Los fragmentos y el todo

Un momento coreográfico-musical de 'A fábrica de nada', película colectiva portuguesa firmada por Pedro Pinho. Un momento coreográfico-musical de 'A fábrica de nada', película colectiva portuguesa firmada por Pedro Pinho.

Un momento coreográfico-musical de 'A fábrica de nada', película colectiva portuguesa firmada por Pedro Pinho.
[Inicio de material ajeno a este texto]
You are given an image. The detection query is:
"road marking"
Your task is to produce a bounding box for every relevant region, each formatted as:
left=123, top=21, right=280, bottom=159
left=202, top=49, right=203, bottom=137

Muchas películas en una, A fábrica de nada se atreve conscientemente con esta desmesura al intentar imbricar la posibilidad del reverdecimiento de un debate político de clase con la utopía estética de un filme libre y en taracea, en el que, suspendidas las jerarquías, lo humano luzca con mayor complejidad. El valeroso ensayo se traduce en tres horas que plantean un ascenso -no en vano la fábrica de nada producía ascensores- que involucra sobre todo a las ideas, que sí que suben a la superfice contra todo derrotismo y melancolía.

Este filme colectivo que enmaraña gustoso casi todas las piezas tiene ilustres antecedentes, de Reprise de Hervé Leroux, desaparecido hace muy poco, a los alardes de heterogeneidad brechtiana del también añorado Joaquín Jordá (Númax, Veinte años no es nada), por no entrar en los vericuetos del cine militante y/o experimental. No obstante, en A fábrica de nada esta indeterminación motora también resulta a veces un freno a la coagulación de las fuerzas subterráneas de la película: es decir, cuando el filmeà la Kramer va amaneciendo, el de las subjetivaciones y las formas de vida de quien asume el poder o del que lo deja pasar de largo, queda oscurecido por una larga escena discursiva, por un debate o teñido por ese personaje de estatuto dudoso, el cineasta, que añade las cuitas de la representación a la refriega en torno a las salidas de ese capitalismo siempre tardío, decadente y moribundo que no hace sino mutar.

A fábrica de nada elige ser como es y tampoco tiene demasiado sentido reprocharle que al final se asemeje más a una película inacabable de Miguel Gomes que a los gestosy fragmentos de Alberto Seixas Santos, más a un cajón de sastre pop de la aflicción política y su reflejo en las relaciones humanas, que a un recuento más afinado del camino que nos ha llevado hasta aquí. Visto con cierto optimismo, del que la película es traficante, Pinho y los suyos han podido ser todo y han elegido ser nada, cosa loable en el cine-yo europeo cada vez más enrocado en fórmulas caducas.